Cheating Russians, Nazis and luck on a B-17

Published: Friday, Oct. 14 2011 6:52 p.m. MDT

A dummy sits in place at the tail-gunner position at the back of the B-17 'Aluminum Overcast.'

Michael De Groote, Deseret News

WEST JORDAN — The night before I am to fly on a B-17, I watch a video on YouTube of the World War II bombers in combat.

Again and again the planes are shot down. Spinning out of formation and breaking up. Engines fly off wings. Tails collapse. Smoke. Flames. The bombers fall as crews bail out over Nazi Germany and as Messerschmitt Bf 109 fighter planes pound their bigger American counterparts with heavy gunfire.

Watching footage like that can make a person nervous about flying in a vintage airplane.

But the next afternoon, there will be no enemies firing upon the "Aluminum Overcast" — a restored B-17G — as it begins a weekend of flights from South Valley Regional Airport in West Jordan. The plane is a historical artifact, operated by the Experimental Aircraft Association out of the plane's home base in Oskosh, Wis., on its annual nationwide city tour. People can take ground tours through the plane — but the real wonder of the B-17 is reserved for those who fly in it.

On Thursday a few B-17 veterans have been invited to fly along with members of the media.

If they want to.

Ray Brim, 89, is a former B-17 pilot in 92nd Bombardment Group. He flew 25 combat missions over Nazi targets. "We were scared every mission," Brim says. "I never flew a mission but what my plane was damaged."

Dan Ragan, 77, encourages Brim to come on the short flight of the plane: "Come on."

"No way," Brim responds. "I used up all my luck."

Ragan is a Navy veteran of the Korean War and a former B-17 crewmember. In the 1950s he flew along the coasts of Korea and China in a specially modified B-17 called a PB-1W that had advanced radar capabilities to monitor suspected enemy aircraft. His brother was 10 years older and had been a B-17 pilot. "It was a little brother's dream to fly the same plane," he says.

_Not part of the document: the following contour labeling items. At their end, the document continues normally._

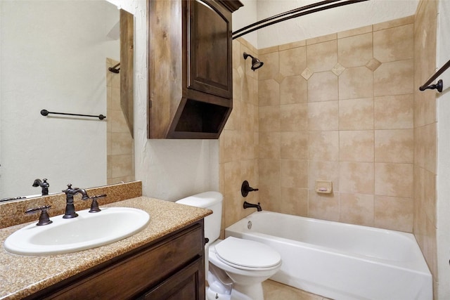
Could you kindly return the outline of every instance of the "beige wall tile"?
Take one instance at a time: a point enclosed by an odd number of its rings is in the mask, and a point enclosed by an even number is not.
[[[308,190],[298,188],[281,189],[282,213],[295,216],[308,216]]]
[[[338,100],[338,77],[333,72],[313,74],[308,79],[308,102]]]
[[[375,196],[375,226],[411,232],[414,202],[412,198]]]
[[[373,163],[340,163],[339,191],[347,193],[373,194]]]
[[[308,187],[308,161],[306,159],[281,159],[280,165],[281,188]]]
[[[373,162],[373,131],[340,131],[339,132],[339,160]]]
[[[392,21],[383,22],[373,25],[373,31],[385,30],[397,26],[401,26],[406,24],[413,24],[414,22],[414,15],[401,18],[400,19],[392,20]]]
[[[340,221],[373,226],[373,195],[341,193],[339,197]]]
[[[239,143],[238,132],[234,130],[224,130],[219,140],[219,161],[221,164],[232,162],[236,159]]]
[[[339,159],[339,131],[310,131],[308,141],[310,160]]]
[[[276,53],[278,51],[280,51],[279,46],[274,46],[272,47],[263,48],[262,49],[258,49],[258,56]]]
[[[413,164],[375,164],[375,193],[412,197]]]
[[[338,32],[338,39],[352,37],[354,35],[363,34],[365,33],[372,32],[372,25],[364,26],[364,27],[356,28],[350,30]]]
[[[247,103],[258,105],[257,79],[245,74],[241,79],[240,100]],[[234,91],[234,89],[233,90]],[[239,99],[239,98],[238,98]]]
[[[432,123],[424,127],[425,138],[425,168],[434,174],[437,173],[437,124]]]
[[[335,33],[331,34],[323,35],[321,37],[317,37],[312,39],[307,39],[307,45],[312,45],[317,43],[323,43],[325,41],[333,41],[338,38],[338,34]]]
[[[308,128],[310,131],[339,129],[338,101],[308,103]]]
[[[283,45],[280,45],[278,47],[279,47],[280,51],[283,51],[283,50],[292,49],[294,48],[302,47],[304,46],[307,46],[306,40],[294,41],[289,44],[284,44]]]
[[[258,108],[260,132],[280,131],[280,106],[261,106]]]
[[[307,46],[308,68],[314,72],[330,70],[338,63],[337,49],[335,39]]]
[[[111,156],[111,176],[124,177],[132,176],[133,169],[130,167],[133,162],[132,155],[112,155]]]
[[[339,98],[373,97],[373,78],[372,71],[366,67],[346,69],[339,77]]]
[[[413,126],[413,94],[376,97],[374,99],[375,129],[406,129]]]
[[[309,191],[308,216],[329,221],[339,221],[339,193],[318,194]]]
[[[382,63],[373,72],[374,95],[380,96],[412,93],[413,74],[412,59]]]
[[[282,159],[308,159],[308,132],[281,132]]]
[[[300,75],[307,67],[306,47],[280,51],[280,73],[283,76]]]
[[[261,80],[258,82],[258,99],[259,106],[280,104],[280,84],[274,79]]]
[[[258,159],[259,185],[280,186],[280,159]],[[279,199],[279,198],[278,198]]]
[[[132,154],[134,141],[129,132],[111,133],[111,155]]]
[[[413,163],[414,159],[413,129],[375,131],[375,162]]]
[[[373,129],[373,98],[340,100],[339,129]]]
[[[280,159],[281,133],[279,132],[259,133],[259,158]]]
[[[280,130],[302,131],[308,129],[308,104],[295,103],[280,106]]]
[[[414,58],[414,25],[373,32],[373,57],[381,63]]]
[[[258,79],[259,80],[270,79],[275,78],[280,72],[279,59],[278,52],[271,52],[266,54],[259,54],[259,60],[264,63],[264,65],[258,69]],[[250,69],[250,62],[248,62],[246,67]]]
[[[280,103],[292,104],[308,101],[307,82],[301,75],[285,77],[280,84]]]
[[[328,181],[333,183],[333,190],[339,191],[339,162],[314,161],[308,164],[308,188],[314,190],[316,181]]]
[[[345,67],[366,65],[373,53],[372,32],[338,40],[338,61]]]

And now he was going to fly in it once again.

Ragan and his clutch of passengers climb aboard the B-17 and strap themselves in. The engines start up. Vibrations and bouncing fill the fuselage as the bomber begins to taxi to the runway. On the ceiling are wire control cables that move back and forth as the pilot controls the tail rudder.

Then the engines really cut in with a sustained growl as the plane picks up speed. The tail section rises off the ground, and then the front wheels rise as the 66-year-old flying fortress zooms into a clear blue sky.

At that point everybody unbuckles their seatbelts and begins to explore the plane, walking around the belly ball gun turret in the floor and then across the bomb-bay catwalk.

The bay is full of bombs — they are empty, but it is a grim reminder of the plane's original purpose. The seam between the doors is not tight and the bright light from outside shines through. A high hissing sound complements the unceasing throb of engines.

At the front of the plane passengers can go up to the cockpit or down to the very front of the plane where a chair is perched in a clear Plexiglas nose tip. This is where the bombadier made his calculations with the top-secret Norden bombsight.

Throughout the plane are machine guns and long streams of ammunition belts; each gun had only about one minute's worth of shooting time.

Ragan sits at the radio station. He is in a full tan flight suit like he wore in Korea.

Everybody is all smiles as the plane makes its way back to the airport. After a smooth landing, the plane taxis back to outside the hanger.

Now that it is quiet, the WWII B-17 pilot Brim comes on board and slowly makes his way to the front of the plane — back to the cockpit.